Task success rate

What is task success rate?

Task success rate is the share of people who finish a task - four of five users complete it, so 80%. It is the most basic measure of whether a thing works at all, and the easiest to read too much into.

Also known as: completion rate, task completion rate

The demo

Each chip is one user attempting the task. Click a chip to flip it between pass and fail, and watch the success rate. Then switch the sample size and flip again - notice how much less one user matters when there are more of them.

Click a user to flip pass / fail:

Flip a user and watch the rate move.

What this demo shows (text version)

A set of user attempts, each marked pass or fail, with a live success rate shown as a percentage and a count (for example, "80% - 4 of 5 users"). Clicking any user flips its outcome and recalculates the rate.

A toggle switches the sample between 5 users and 20 users. At 5 users, one flip changes the rate by twenty percentage points; at 20 users, the same flip changes it by five. The demonstration is that a success rate from a small sample is volatile - a single person swings it dramatically - so the percentage should always be read alongside how many people it is based on.

With five users, one person flipping from fail to pass swung the score twenty points. With twenty, the same flip barely moved it. The number didn't get more honest when it got more stable - it just stopped lying so loudly. A success rate without a sense of its sample size is a confident-looking guess.

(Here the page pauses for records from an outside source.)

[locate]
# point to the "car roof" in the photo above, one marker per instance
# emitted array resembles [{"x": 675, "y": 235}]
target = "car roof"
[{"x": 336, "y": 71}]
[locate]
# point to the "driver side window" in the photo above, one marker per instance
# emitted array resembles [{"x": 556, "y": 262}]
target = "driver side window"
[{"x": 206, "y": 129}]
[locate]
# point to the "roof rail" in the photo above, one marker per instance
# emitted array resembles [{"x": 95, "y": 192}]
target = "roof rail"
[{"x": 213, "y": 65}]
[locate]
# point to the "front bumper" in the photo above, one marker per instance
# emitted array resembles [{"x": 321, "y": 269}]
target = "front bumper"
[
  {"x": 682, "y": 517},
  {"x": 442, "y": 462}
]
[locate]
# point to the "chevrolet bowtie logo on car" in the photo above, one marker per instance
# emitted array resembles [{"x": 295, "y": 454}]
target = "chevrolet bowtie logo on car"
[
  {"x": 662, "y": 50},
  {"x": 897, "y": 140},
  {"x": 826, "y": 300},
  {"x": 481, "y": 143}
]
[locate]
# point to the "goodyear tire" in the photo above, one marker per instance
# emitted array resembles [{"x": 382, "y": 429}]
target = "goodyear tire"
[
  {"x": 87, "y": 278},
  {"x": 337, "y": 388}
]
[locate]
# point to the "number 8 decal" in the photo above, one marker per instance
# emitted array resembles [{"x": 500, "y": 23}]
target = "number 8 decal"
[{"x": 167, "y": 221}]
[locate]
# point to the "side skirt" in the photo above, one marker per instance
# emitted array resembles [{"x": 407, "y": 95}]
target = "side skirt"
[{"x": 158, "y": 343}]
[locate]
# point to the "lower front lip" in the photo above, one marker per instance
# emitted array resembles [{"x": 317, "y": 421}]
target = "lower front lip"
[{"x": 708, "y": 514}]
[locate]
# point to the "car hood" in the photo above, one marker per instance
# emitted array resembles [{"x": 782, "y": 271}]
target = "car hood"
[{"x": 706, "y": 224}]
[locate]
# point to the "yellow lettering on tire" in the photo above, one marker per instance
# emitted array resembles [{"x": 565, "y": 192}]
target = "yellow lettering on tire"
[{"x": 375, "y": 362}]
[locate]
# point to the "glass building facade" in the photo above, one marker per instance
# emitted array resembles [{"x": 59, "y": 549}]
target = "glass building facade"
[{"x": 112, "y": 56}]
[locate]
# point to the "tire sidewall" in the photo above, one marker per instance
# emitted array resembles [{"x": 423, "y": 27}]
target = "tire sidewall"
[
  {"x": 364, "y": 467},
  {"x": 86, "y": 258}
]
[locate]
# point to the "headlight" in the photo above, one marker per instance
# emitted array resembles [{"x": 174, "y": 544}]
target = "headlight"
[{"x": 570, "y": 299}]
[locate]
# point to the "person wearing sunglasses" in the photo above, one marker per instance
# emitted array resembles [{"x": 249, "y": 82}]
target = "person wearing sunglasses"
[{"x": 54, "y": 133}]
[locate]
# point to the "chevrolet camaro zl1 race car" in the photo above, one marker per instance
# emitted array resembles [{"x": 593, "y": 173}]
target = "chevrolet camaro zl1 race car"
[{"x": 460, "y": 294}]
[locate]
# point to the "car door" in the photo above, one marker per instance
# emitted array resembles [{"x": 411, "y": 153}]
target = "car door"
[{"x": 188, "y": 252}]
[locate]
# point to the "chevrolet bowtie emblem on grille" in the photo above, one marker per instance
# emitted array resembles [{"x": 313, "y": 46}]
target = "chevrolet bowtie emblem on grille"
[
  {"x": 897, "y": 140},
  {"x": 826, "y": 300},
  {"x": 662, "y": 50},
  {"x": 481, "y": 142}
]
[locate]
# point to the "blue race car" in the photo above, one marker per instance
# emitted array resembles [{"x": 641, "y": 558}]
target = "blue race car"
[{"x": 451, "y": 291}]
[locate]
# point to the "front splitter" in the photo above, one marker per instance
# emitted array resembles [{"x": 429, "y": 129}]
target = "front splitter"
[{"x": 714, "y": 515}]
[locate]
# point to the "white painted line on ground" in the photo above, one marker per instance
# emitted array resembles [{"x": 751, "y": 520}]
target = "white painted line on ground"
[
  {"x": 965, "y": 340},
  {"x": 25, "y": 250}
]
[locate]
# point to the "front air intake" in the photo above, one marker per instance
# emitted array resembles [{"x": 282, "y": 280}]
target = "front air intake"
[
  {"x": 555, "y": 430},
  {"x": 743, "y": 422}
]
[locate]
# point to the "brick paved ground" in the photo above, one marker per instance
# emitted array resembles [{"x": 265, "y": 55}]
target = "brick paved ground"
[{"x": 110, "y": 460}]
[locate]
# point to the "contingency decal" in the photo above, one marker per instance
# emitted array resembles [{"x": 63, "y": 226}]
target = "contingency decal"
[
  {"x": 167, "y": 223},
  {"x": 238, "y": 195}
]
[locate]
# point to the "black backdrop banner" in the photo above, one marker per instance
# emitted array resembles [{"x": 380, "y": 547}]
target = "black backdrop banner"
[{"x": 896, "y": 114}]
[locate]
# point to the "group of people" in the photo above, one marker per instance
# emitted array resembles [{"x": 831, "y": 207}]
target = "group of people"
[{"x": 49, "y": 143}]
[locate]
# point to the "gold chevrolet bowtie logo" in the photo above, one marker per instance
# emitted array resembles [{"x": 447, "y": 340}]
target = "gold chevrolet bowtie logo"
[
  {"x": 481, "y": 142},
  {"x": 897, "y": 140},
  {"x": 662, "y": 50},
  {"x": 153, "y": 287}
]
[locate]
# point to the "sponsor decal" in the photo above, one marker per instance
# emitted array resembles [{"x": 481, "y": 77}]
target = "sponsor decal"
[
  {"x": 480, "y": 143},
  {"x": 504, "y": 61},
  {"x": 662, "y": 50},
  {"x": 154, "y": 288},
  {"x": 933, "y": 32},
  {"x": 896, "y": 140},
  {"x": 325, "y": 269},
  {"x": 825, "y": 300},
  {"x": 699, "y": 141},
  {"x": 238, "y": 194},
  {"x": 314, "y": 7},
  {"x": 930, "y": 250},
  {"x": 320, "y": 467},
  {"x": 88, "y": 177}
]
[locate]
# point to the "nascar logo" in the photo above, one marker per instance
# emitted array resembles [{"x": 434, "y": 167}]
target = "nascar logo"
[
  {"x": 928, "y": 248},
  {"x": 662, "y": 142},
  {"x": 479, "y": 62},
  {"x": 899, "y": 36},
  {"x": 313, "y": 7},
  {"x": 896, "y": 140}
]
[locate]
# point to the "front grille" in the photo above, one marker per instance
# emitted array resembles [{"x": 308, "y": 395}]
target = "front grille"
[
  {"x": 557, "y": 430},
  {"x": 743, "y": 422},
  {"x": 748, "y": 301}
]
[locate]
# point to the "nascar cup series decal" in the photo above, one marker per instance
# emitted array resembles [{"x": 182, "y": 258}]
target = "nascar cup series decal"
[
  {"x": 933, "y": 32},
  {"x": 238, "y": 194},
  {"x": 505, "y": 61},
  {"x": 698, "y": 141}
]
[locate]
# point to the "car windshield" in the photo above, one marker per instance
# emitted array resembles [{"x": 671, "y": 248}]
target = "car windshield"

The trap is precision the data can't support. "80% success" sounds exact, but at n=5 each person is worth twenty percentage points, so your true rate could sit anywhere across a wide band. Report the count alongside the percentage (4 of 5, not just 80%) so nobody mistakes a small sample for a settled fact.

Binary pass/fail also hides the texture. Someone who limped to the end after three wrong turns counts the same as someone who breezed through; a person who gave up one step from done counts as a total failure. Pair the rate with time on task and a watch of where people struggled, or you will optimise a number while the experience stays broken.